Amina miró el cristal. Luego a la mujer que acababa de contarle la historia más extraordinaria que jamás hubiera escuchado. Finalmente sus ojos se dirigieron al túmulo, en cuyo cénit los dogones guardaban el cristal de Nommo.

– Ellos también me dijeron que Nommo vino del espacio -suspiró.

– Y no les creíste.

– No. Es decir… no sé. Algo en mi interior…

– ¿Cuándo llegaste aquí?

– Hace una semana.

– ¿Y cómo diste con este lugar? -abarcó la cueva.

– Mi cristal se puso de color blanco al llegar a estas tierras. Lo interpreté como otra señal. Lo único que hice fue llevarlo a pecho descubierto, como una especie de identificación. No tardaron en venir a por mí.

– ¿Ibas a quedarte con ellos?

– No, pero tampoco sabía muy bien qué hacer. Sus respuestas no eran las que buscaba. Las tuyas, sí. ¿Cómo supiste que estaba en Mali?

– Fui a Jordania a por ti. Llegué al lugar en que te encerraron y una enfermera me contó que te habías escapado con Hussein y que él quería enseñarte Petra, que allí tenía a un amigo, un conductor de burros. El conductor me habló de Hamid, en Aqaba. En casa de Hamid encontré la información del país Dogon e interpreté que estabas aquí.

– ¿Has venido a pie?

– No -Joa sonrió-. Llegué en avión y alquilé un coche. Lo tengo arriba, en la carretera, debajo de tres baobabs.

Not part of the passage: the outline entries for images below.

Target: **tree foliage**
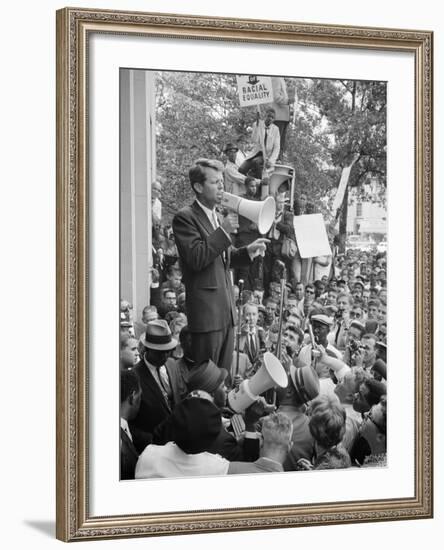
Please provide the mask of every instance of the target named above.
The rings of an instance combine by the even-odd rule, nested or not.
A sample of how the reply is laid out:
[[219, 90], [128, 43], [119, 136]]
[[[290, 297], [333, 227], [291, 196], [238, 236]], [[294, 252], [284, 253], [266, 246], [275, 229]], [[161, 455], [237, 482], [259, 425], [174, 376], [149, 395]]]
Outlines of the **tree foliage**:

– Lo llaman la puerta del tridente.

Dejaron de hablar un momento. A su alrededor todos las contemplaban expectantes bajo la crepitante luz de las antorchas.

– Nos miran como si fuéramos diosas -suspiró Joa.

– Somos diosas.

Su tono era orgulloso.

Una niña perdida, siempre solitaria, de vida conflictiva, con poderes utilizados como arma.

Joa quiso abrazarla, decirle que ya no estaría sola. Necesitaba quererla… y que la quisiera.

– ¿Vives con ellos?

– Sí.

– ¿Qué te han dicho?

– Esperan que yo les cuente cosas, que les hable de la profecía, de Nommo. Lo único que se me ocurría era decirles que todavía no era el momento. Pero son pacientes. Hubiera podido quedarme aquí el tiempo que quisiera, ser una especie de reina -se miró las manos.

Joa recordó que había curado con ellas.

– Vamos a esperar, ¿de acuerdo? -le propuso-. Veremos en qué acaba todo esto, qué nos dicen hoy o mañana. Luego encontraremos la forma de marcharnos de aquí.

– Este sitio es tabú -dijo Amina-. No lo han mostrado a nadie en generaciones. Y nuestros cristales se volvieron blancos al entrar bajo su influjo. Eso significará algo, es evidente.

Sus ojos volvían a ser duros. Firmes como rocas.

Joa sintió un retortijón en el estómago, pero contuvo el inevitable rictus de dolor.

Buscó la mano de David y cuando la encontró se la apretó con fuerza.